Non-Obvious Denial of Service

I was looking back at Computer Networking: A Top-Down Approach by Kurose and Ross, a textbook I used for CS145, (shoutout to Professor Yu who is a really excellent professor) and I noticed this excerpt from the chapter called "Networks Under Attack":

Most Internet DoS attacks fall into one of three categories:
  • Vulnerability attack. This involves sending a few well-crafted messages to a vulnerable application or operating system running on a targeted host. If the right sequence of packets is sent to a vulnerable application or operating system, the service can stop or, worse, the host can crash.
  • Bandwidth flooding. The attacker sends a deluge of packets to the targeted host―so many packets that the target's access link becomes clogged, preventing legitimate packets from reaching the server.
  • Connection flooding. The attacker establishes a large number of half-open or fully open TCP connections at the target host. The host can become so bogged down with these bogus connections that it stops accepting legitimate connections.

I feel like there should be a fourth category that should also be included... Maybe something with a name like the cash drain attack. As AWS Lambda and other "infinitely" scalable technologies (ex.: AWS S3, Cloudfront, API Gateway) become more commonly used by organizations, likely bandwidth flooding and connection flooding will become harder and harder to do. However, the curse of infinite scalability is that you also have the potential for infinite billing, and especially for a service that calls an expensive API, like GPT-3 or machine translation, attackers may have the potential to leverage a small amount of capital (via HTTP requests) to force an organization to spend a much larger amount of capital.

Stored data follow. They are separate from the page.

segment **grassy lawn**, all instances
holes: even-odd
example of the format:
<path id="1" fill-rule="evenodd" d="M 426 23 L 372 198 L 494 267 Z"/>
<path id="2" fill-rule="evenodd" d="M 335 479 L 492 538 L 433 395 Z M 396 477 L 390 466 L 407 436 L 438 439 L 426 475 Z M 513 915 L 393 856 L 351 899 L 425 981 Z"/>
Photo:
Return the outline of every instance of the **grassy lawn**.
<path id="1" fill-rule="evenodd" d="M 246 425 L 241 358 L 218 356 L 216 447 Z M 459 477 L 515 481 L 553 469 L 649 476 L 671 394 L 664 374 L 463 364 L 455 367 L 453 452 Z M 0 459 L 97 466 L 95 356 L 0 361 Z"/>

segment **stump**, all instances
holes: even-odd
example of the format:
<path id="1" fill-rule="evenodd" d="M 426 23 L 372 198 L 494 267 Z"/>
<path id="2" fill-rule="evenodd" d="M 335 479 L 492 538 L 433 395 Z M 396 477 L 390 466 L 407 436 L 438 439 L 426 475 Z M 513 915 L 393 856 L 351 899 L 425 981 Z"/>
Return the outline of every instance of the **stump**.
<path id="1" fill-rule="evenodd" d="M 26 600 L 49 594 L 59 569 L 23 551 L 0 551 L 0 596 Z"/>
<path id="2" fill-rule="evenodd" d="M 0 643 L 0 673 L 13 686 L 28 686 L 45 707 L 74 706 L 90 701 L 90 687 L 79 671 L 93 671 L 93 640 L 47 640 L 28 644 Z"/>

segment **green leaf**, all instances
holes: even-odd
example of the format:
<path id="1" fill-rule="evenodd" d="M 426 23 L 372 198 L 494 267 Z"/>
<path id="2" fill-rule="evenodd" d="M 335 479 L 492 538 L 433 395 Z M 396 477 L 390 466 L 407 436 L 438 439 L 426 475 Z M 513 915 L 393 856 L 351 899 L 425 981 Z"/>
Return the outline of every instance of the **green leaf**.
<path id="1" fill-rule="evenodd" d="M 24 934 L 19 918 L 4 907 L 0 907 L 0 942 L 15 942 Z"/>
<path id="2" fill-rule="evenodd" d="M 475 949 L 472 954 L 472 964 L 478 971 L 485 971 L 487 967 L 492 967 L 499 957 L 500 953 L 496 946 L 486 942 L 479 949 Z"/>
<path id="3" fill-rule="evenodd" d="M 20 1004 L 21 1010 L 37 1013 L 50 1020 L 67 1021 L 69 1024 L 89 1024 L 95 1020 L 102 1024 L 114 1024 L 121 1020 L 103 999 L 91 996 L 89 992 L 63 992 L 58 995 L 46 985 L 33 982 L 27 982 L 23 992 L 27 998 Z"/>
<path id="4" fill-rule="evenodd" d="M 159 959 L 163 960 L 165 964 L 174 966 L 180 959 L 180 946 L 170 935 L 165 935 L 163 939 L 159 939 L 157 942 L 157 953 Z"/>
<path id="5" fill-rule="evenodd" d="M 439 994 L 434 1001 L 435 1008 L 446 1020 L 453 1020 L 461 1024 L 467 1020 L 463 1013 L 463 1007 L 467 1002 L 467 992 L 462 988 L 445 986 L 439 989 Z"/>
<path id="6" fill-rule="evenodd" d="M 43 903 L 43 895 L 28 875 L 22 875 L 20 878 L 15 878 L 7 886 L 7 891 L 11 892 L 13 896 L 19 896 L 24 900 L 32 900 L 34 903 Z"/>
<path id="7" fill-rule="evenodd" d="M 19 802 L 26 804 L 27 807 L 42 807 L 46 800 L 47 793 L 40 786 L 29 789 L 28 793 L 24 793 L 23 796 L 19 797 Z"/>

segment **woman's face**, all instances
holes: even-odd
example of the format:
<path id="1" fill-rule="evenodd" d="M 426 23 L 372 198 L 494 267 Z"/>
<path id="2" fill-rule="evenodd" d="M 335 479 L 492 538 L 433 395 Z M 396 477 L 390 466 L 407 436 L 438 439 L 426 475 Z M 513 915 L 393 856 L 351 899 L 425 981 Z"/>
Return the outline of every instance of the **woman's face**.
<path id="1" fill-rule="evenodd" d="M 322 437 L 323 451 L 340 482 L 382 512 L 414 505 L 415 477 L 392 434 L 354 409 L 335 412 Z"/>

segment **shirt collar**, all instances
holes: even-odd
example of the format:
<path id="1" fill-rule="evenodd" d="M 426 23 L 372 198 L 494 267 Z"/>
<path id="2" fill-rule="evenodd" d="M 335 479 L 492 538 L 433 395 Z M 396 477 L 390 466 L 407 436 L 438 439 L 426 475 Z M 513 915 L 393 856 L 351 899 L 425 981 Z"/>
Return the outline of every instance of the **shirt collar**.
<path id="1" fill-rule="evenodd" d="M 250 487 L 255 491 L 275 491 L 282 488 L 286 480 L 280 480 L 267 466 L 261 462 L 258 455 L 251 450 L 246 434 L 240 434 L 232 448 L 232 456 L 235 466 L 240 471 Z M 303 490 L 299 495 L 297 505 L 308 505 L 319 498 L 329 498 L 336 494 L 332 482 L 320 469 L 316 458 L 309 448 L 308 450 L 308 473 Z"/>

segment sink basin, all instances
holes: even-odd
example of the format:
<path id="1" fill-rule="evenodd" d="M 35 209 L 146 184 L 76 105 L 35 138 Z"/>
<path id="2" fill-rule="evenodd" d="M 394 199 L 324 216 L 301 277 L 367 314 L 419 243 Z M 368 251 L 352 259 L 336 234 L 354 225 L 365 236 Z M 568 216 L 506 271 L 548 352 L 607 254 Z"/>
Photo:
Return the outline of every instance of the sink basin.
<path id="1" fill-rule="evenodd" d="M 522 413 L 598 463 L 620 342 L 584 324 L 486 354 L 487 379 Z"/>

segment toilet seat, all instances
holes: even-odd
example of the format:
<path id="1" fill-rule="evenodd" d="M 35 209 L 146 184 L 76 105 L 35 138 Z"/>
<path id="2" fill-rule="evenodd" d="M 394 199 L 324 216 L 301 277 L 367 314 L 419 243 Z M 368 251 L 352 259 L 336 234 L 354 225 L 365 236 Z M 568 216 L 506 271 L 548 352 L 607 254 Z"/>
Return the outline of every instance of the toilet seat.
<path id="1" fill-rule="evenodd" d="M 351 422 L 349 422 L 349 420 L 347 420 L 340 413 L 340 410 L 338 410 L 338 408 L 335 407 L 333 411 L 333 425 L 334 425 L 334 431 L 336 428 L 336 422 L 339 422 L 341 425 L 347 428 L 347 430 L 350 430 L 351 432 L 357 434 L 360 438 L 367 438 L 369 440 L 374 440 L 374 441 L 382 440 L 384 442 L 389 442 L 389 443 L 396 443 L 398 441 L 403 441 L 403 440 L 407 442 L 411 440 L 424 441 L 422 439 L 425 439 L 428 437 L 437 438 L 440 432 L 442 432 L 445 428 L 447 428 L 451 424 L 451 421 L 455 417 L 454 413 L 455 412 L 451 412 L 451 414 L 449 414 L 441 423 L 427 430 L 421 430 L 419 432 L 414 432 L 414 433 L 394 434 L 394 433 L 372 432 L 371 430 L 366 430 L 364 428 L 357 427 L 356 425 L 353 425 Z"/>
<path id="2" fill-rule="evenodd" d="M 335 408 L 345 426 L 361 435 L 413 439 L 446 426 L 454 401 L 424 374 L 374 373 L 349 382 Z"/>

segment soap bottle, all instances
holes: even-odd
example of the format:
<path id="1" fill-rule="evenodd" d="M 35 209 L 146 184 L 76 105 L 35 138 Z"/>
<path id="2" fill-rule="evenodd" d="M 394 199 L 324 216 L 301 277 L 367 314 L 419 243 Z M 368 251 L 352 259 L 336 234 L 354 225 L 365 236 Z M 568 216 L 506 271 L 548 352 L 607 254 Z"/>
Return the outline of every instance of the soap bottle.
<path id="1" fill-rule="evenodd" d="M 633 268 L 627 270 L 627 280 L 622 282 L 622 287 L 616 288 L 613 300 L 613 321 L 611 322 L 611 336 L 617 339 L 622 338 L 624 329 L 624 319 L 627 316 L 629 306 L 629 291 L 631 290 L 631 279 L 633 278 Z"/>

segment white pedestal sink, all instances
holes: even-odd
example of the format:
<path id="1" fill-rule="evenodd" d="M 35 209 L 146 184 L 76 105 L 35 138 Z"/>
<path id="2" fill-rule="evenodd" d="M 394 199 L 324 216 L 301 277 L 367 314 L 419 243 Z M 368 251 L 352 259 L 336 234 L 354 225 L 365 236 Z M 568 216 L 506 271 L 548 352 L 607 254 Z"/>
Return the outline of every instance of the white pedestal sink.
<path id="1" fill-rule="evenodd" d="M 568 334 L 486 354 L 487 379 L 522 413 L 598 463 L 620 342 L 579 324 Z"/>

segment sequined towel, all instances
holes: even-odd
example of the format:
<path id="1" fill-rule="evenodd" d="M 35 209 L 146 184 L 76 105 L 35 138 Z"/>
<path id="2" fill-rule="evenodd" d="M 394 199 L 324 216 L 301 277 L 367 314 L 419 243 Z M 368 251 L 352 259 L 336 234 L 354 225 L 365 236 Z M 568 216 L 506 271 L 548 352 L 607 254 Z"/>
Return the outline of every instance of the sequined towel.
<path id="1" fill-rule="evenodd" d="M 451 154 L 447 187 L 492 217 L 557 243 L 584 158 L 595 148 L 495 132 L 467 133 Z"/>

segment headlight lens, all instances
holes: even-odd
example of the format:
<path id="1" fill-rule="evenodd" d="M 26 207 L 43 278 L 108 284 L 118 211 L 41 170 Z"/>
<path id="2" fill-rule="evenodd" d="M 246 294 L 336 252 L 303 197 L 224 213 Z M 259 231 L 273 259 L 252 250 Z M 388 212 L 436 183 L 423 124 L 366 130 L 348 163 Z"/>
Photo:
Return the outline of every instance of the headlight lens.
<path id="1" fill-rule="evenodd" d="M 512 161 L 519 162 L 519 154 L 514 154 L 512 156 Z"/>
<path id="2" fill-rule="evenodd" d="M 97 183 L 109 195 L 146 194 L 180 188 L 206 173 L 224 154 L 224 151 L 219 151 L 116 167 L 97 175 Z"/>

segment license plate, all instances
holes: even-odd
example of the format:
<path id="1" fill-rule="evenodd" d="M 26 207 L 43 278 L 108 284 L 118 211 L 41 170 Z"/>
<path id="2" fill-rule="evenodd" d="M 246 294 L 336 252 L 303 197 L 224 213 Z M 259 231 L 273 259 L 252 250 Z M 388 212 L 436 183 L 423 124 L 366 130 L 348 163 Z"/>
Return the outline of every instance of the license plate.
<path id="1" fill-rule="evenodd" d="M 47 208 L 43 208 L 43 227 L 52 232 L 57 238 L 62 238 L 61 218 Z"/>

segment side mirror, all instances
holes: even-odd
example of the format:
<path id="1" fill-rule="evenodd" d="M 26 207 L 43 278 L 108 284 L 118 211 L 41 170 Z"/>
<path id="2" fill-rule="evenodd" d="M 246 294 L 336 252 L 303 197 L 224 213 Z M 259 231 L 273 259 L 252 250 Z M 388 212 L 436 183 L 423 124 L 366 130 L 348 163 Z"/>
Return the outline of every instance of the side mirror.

For example, let's consider using AWS lambda to attack an application using AWS lambda. Let's assume that the victim AWS lambda function is so trivial that it takes 0 ms to execute, so that we are only paying for the per-request price of 20Β’ per million requests. Using the following code running on an AWS lambda function with 128 MB of memory, I was able to send 100 GET requests out to a webhooksite URL in an average of 2500 ms of billable compute time, giving us approximately 25 ms of compute per request, or approximately 0.00313 GB-s per request. 
const https = require('https')
const URL = require('url')

async function request(url) {
    return new Promise((resolve, reject) => {
        let req = https.request(URL.parse(url))
        req.end(null, null, () => {
            /* Request has been fully sent */
            resolve(req)
        })
    })
}

exports.handler = async (event) => {
    var arr = [...Array(100)].map((_, i) => request("https://webhook.site/0357ebd6-6031-4a70-8858-6da68425bd25"))
    await Promise.all(arr)
    return 'done';
};
Assuming the price of $0.0000166667 per Gb-s of compute, it costs us around $0.05 per million requests, if we amortize the per request cost of launching the AWS lambda function. For those following along at home, that's 0.00313 GB-s/request * 0.0000166667 USD/GB-s * 1 million requests = $0.0522. Now, that's a "cost amplification factor" of 4(!) even without taking into consideration the cost of the load balancer or API Gateway the victim might be running in front of their lambda function, and also it doesn't take into consideration how much more efficiency we could achieve if the attacker were to not use lambda to do this and actually use a botnet or dedicated machines.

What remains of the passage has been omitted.